The issue of difficulty of exit games is an open one; there appears not to be a consensus on a single correct approach. As different players want to face different challenges, this variety of approaches may well be a good thing for the world. The difficulty is to match potential players up to the right game for them. This web site will do whatever it can to help in this regard.

The Keyhunter site in Birmingham takes a particularly interesting approach in this regard; it advertises its three games as having different levels of difficulty, and advertises its teams successes on social media not only in terms of the time they took but also by how many clues were needed. If you want the added challenge of completing an exit room and having “with 0 hints used” decorating your performance, perhaps Keyhunter might be the right site for you. There may well be other games that offer the same option and this site will make it clear when it’s available.

Coming up this weekend

weekly calendarA quick round-up of matters arising:

  • The World Puzzle Federation’s ongoing Puzzle Grand Prix contest has its third round this weekend, with our friends from Japan supplying the puzzles.

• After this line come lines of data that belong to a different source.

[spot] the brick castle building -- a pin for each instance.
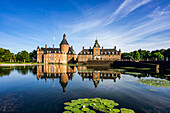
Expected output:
(52, 72)
(64, 54)
(97, 53)
(98, 76)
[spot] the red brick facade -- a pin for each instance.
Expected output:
(97, 53)
(64, 54)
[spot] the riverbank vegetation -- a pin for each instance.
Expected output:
(94, 105)
(154, 82)
(161, 54)
(7, 57)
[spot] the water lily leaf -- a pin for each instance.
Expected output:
(66, 103)
(74, 109)
(68, 108)
(74, 101)
(77, 106)
(85, 109)
(97, 104)
(115, 110)
(67, 112)
(124, 110)
(152, 90)
(72, 104)
(91, 111)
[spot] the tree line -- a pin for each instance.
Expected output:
(162, 54)
(23, 56)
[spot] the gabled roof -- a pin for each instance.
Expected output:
(64, 41)
(102, 51)
(57, 50)
(96, 44)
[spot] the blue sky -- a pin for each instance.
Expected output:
(127, 24)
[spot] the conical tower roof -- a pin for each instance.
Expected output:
(96, 44)
(64, 41)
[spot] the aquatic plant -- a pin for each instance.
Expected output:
(152, 90)
(154, 82)
(93, 105)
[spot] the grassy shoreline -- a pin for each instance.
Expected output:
(19, 63)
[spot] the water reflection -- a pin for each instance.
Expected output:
(62, 72)
(96, 76)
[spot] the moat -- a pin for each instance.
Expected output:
(45, 89)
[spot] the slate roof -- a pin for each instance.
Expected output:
(96, 44)
(57, 50)
(64, 41)
(102, 51)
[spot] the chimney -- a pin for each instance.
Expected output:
(114, 47)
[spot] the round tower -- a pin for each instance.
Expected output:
(64, 46)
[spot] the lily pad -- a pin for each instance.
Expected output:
(152, 90)
(92, 105)
(91, 111)
(68, 108)
(67, 112)
(124, 110)
(85, 109)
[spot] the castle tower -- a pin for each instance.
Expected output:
(38, 56)
(64, 46)
(96, 49)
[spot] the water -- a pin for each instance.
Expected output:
(44, 89)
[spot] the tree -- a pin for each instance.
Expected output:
(158, 55)
(23, 56)
(33, 55)
(6, 55)
(136, 55)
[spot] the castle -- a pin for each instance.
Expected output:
(64, 73)
(64, 54)
(97, 53)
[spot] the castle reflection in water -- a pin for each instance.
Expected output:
(65, 73)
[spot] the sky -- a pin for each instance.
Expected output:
(128, 24)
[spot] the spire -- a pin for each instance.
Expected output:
(64, 36)
(64, 41)
(96, 43)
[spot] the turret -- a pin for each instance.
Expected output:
(64, 46)
(96, 48)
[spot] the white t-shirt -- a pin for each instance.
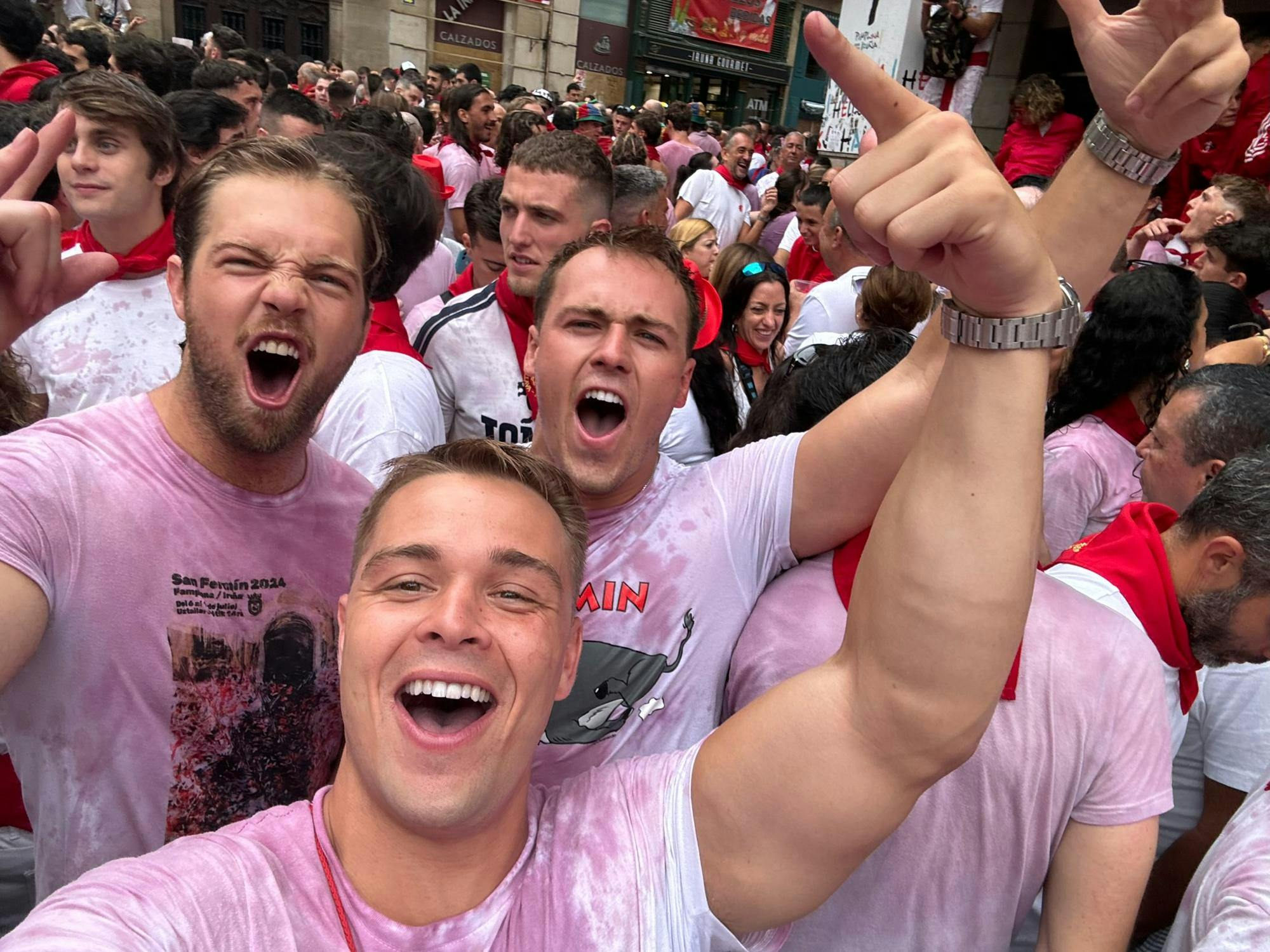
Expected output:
(479, 381)
(718, 202)
(686, 438)
(120, 339)
(462, 171)
(671, 578)
(432, 277)
(610, 862)
(829, 307)
(1227, 906)
(1227, 741)
(387, 406)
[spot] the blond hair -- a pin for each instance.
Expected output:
(688, 232)
(486, 457)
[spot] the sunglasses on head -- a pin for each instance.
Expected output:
(760, 267)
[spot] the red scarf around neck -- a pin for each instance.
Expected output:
(150, 255)
(730, 178)
(745, 352)
(846, 563)
(388, 332)
(464, 283)
(519, 312)
(1131, 555)
(1122, 417)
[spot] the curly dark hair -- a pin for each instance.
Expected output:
(1139, 334)
(17, 408)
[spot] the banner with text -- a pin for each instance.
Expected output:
(891, 33)
(746, 23)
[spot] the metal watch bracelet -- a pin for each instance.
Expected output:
(1034, 332)
(1114, 150)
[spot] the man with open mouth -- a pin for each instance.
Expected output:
(460, 634)
(558, 188)
(182, 551)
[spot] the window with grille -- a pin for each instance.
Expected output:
(274, 33)
(313, 39)
(194, 22)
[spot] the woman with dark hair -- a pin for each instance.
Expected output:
(519, 126)
(789, 187)
(756, 305)
(702, 160)
(1229, 314)
(1146, 326)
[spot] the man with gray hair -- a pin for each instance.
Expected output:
(639, 197)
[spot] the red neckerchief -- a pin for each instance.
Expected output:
(388, 332)
(1122, 417)
(1131, 555)
(746, 353)
(519, 312)
(472, 149)
(464, 283)
(150, 255)
(728, 177)
(846, 563)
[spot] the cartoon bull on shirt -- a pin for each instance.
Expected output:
(618, 678)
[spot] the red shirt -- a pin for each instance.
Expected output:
(1026, 151)
(807, 264)
(17, 81)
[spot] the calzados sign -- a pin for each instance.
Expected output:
(746, 23)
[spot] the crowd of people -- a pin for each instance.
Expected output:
(411, 485)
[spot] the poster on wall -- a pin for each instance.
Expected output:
(747, 23)
(891, 33)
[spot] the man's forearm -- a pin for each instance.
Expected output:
(1084, 216)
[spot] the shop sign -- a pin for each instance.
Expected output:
(460, 23)
(746, 23)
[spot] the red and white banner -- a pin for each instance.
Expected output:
(746, 23)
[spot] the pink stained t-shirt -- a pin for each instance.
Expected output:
(1092, 473)
(1086, 739)
(671, 578)
(1227, 906)
(612, 862)
(191, 635)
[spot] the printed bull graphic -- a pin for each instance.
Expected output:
(612, 682)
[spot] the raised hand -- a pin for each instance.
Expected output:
(34, 277)
(1163, 71)
(929, 198)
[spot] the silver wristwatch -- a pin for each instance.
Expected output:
(1039, 330)
(1117, 151)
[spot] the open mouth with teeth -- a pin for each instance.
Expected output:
(445, 707)
(601, 412)
(274, 366)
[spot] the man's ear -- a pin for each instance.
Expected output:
(177, 285)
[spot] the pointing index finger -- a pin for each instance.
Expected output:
(882, 100)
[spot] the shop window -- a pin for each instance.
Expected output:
(313, 41)
(274, 33)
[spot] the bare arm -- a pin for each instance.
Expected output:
(1178, 865)
(1081, 220)
(1094, 887)
(26, 616)
(794, 791)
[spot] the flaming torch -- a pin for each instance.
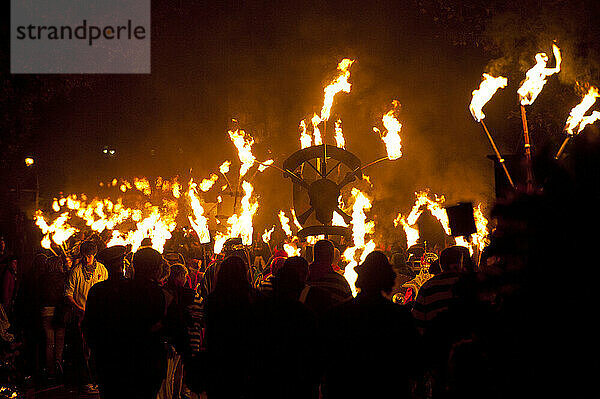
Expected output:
(577, 117)
(534, 82)
(481, 96)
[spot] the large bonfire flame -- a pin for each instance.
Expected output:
(535, 78)
(360, 228)
(155, 215)
(339, 84)
(488, 87)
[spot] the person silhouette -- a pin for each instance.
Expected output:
(370, 343)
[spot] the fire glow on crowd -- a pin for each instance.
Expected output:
(155, 209)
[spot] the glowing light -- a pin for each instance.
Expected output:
(199, 222)
(339, 135)
(207, 184)
(243, 142)
(339, 84)
(392, 140)
(285, 223)
(487, 89)
(305, 139)
(535, 78)
(267, 235)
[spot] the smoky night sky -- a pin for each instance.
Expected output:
(266, 63)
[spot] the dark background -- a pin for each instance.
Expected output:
(265, 63)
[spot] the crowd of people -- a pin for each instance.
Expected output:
(126, 325)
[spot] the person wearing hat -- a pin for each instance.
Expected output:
(138, 334)
(103, 319)
(84, 275)
(375, 336)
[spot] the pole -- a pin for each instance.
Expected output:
(527, 151)
(498, 156)
(562, 147)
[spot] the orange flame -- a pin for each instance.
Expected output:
(535, 78)
(339, 84)
(199, 222)
(360, 228)
(305, 139)
(577, 116)
(243, 142)
(316, 132)
(487, 88)
(285, 223)
(392, 140)
(339, 135)
(206, 184)
(267, 235)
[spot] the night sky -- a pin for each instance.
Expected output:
(266, 63)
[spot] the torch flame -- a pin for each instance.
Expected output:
(392, 140)
(199, 221)
(285, 223)
(224, 168)
(316, 132)
(360, 227)
(267, 235)
(243, 142)
(487, 88)
(535, 78)
(339, 84)
(577, 116)
(206, 184)
(305, 139)
(339, 135)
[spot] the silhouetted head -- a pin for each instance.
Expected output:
(178, 275)
(323, 252)
(291, 278)
(233, 276)
(455, 259)
(375, 274)
(148, 264)
(55, 265)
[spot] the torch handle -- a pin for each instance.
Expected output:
(527, 146)
(562, 147)
(498, 156)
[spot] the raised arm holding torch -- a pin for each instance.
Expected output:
(534, 82)
(481, 96)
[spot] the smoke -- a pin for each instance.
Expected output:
(267, 68)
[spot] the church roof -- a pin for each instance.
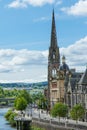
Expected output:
(83, 80)
(64, 67)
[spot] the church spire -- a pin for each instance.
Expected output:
(53, 32)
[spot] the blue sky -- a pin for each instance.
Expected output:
(25, 29)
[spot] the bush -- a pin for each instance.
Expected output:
(10, 115)
(7, 115)
(36, 128)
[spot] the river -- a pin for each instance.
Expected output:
(3, 123)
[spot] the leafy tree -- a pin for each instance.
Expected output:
(7, 115)
(60, 110)
(26, 95)
(20, 103)
(10, 115)
(77, 112)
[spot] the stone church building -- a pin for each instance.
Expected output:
(64, 84)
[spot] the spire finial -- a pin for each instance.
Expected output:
(53, 32)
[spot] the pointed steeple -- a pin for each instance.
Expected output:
(53, 32)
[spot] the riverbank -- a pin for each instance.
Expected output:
(55, 125)
(4, 125)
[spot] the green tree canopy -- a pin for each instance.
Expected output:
(77, 112)
(26, 95)
(59, 109)
(20, 103)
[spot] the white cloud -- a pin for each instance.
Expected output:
(41, 19)
(78, 9)
(76, 54)
(25, 3)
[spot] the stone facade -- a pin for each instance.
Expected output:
(64, 84)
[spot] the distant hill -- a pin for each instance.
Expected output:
(24, 85)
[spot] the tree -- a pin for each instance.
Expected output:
(20, 103)
(60, 110)
(26, 95)
(77, 112)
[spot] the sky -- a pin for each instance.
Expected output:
(25, 31)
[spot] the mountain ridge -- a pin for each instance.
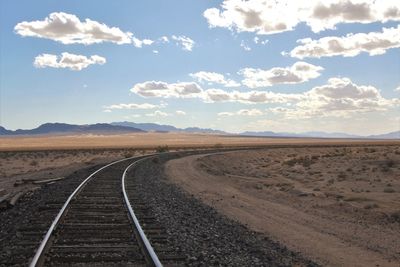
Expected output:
(59, 128)
(128, 127)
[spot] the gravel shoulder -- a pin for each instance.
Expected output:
(195, 230)
(204, 236)
(332, 225)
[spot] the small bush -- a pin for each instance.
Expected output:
(389, 190)
(162, 149)
(218, 146)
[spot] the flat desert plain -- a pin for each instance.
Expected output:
(148, 141)
(339, 206)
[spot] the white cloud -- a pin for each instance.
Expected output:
(226, 114)
(257, 40)
(340, 97)
(67, 60)
(373, 43)
(68, 29)
(242, 112)
(269, 17)
(132, 106)
(139, 43)
(180, 112)
(250, 112)
(164, 39)
(245, 46)
(157, 113)
(299, 72)
(213, 77)
(185, 42)
(163, 89)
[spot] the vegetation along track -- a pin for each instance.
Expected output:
(97, 226)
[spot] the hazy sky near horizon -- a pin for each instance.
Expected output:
(232, 65)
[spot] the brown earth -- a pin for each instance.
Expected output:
(339, 206)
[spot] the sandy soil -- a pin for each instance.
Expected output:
(148, 140)
(338, 206)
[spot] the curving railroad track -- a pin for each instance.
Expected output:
(97, 226)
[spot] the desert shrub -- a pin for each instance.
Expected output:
(389, 190)
(128, 154)
(162, 149)
(390, 163)
(395, 216)
(341, 177)
(371, 206)
(218, 146)
(291, 162)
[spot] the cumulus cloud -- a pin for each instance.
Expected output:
(245, 46)
(242, 112)
(373, 43)
(67, 60)
(180, 112)
(157, 113)
(339, 97)
(185, 42)
(269, 17)
(131, 106)
(213, 77)
(299, 72)
(164, 39)
(257, 40)
(68, 29)
(166, 90)
(139, 43)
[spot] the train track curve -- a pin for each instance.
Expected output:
(97, 226)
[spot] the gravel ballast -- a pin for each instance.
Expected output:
(199, 233)
(204, 236)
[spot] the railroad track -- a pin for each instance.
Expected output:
(97, 226)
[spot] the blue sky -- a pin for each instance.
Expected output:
(220, 68)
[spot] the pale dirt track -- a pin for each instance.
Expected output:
(331, 232)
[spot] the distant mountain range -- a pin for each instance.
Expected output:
(63, 128)
(166, 128)
(131, 127)
(392, 135)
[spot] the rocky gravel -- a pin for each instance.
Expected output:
(195, 230)
(204, 236)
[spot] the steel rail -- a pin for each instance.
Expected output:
(147, 246)
(45, 241)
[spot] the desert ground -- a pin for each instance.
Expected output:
(338, 206)
(335, 201)
(148, 141)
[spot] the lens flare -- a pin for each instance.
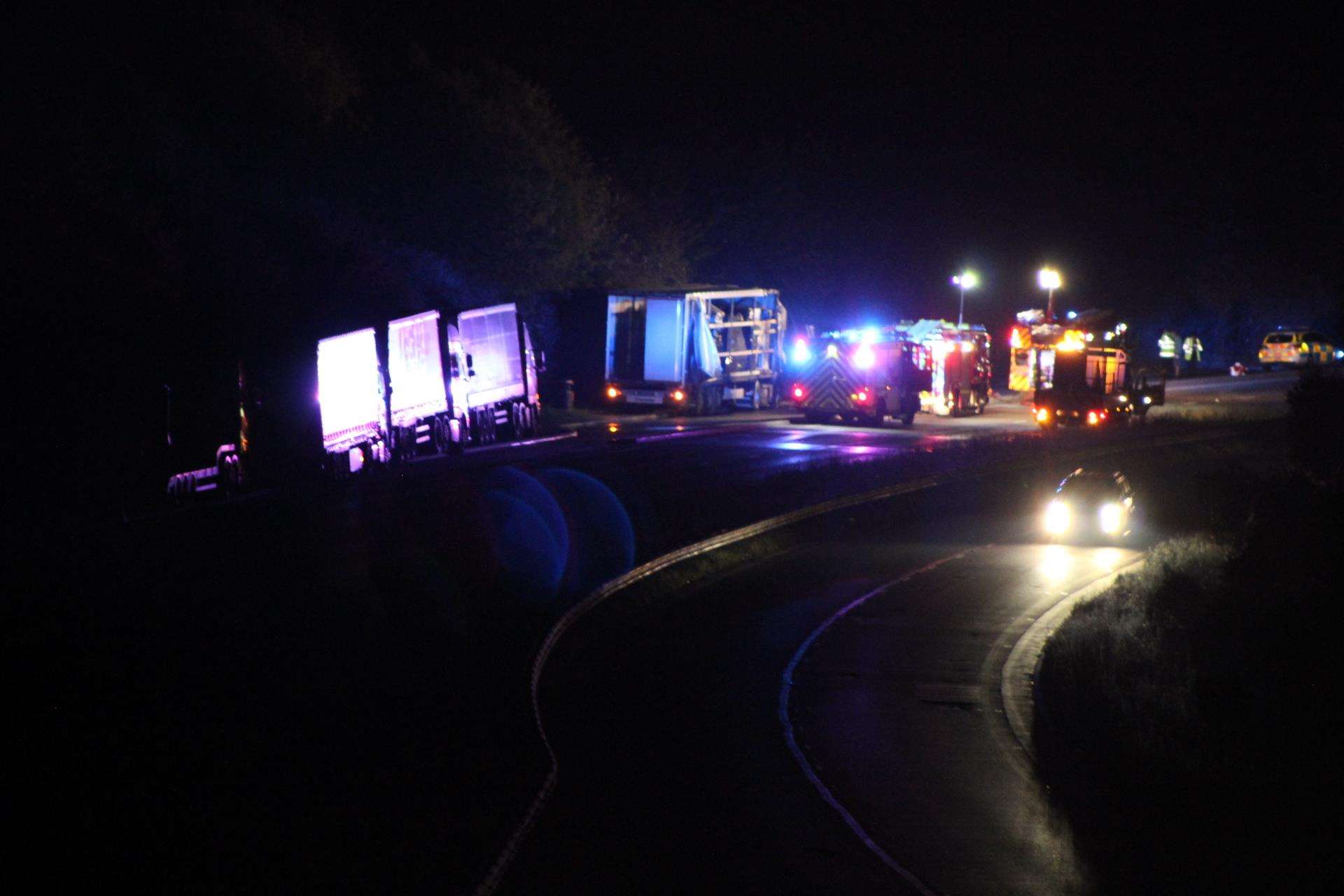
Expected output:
(1058, 517)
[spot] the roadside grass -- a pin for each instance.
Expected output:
(1187, 722)
(1209, 413)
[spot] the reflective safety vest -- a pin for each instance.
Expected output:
(1193, 348)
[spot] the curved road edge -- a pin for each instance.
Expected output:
(489, 884)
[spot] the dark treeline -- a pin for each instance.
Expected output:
(210, 182)
(216, 183)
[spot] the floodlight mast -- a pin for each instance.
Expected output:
(1050, 281)
(964, 281)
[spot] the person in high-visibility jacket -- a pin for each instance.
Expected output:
(1194, 349)
(1167, 346)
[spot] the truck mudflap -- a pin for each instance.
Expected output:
(1149, 390)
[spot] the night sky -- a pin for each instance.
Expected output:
(1130, 148)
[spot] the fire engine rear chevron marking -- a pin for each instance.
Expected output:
(830, 384)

Choose your own starting time between 11am on Friday and 9:30pm on Monday, UK times, then you have 90 minutes to score as many points as possible by solving puzzles, with the (at least nominally) harder puzzles worth more. Take a look at the latest instruction booklet to see precisely which types of culture-free language-neutral logic puzzles are coming up this time. This round of the contest has more, relatively low-valued, puzzles than the previous rounds; you may well find things to your taste even if this is your first online puzzle contest.
     
  • If that isn’t enough for you, and you live in the UK, you can get a whole weekend of puzzles at the UK Puzzle Association’s in-person UK Open Puzzle and Sudoku Championships taking place in Croydon this Saturday and Sunday. Further details are available in my preview a couple of weeks ago. The day rate of £25 is very reasonable for what you get, and adding a night’s B&B for another £60 is a good rate for a prestigious venue. The UKPA’s contest page has the instruction books, which are discussed on the UKPA forum. The hardest of the hardcore solvers will likely treat the WPF Grand Prix as just a Friday leg-stretcher for the contests on Saturday and Sunday.
     
  • If you live in the UK, but rather closer to the West Midlands than to Croydon, you may well be interested in Keyhunter‘s “pop-up discounts” on their Facebook page. A 50% discount code popped up, but tantalisingly, it was only good for bookings made within a few hours. Teases! Keep following their Facebook page to look out for possible further such discounts in the future. Keyhunter have three different games, so perhaps you could use this to play another of their games if you’ve played one already, or perhaps you could try two games for the price of one – if you can find a booking slot in their timetable!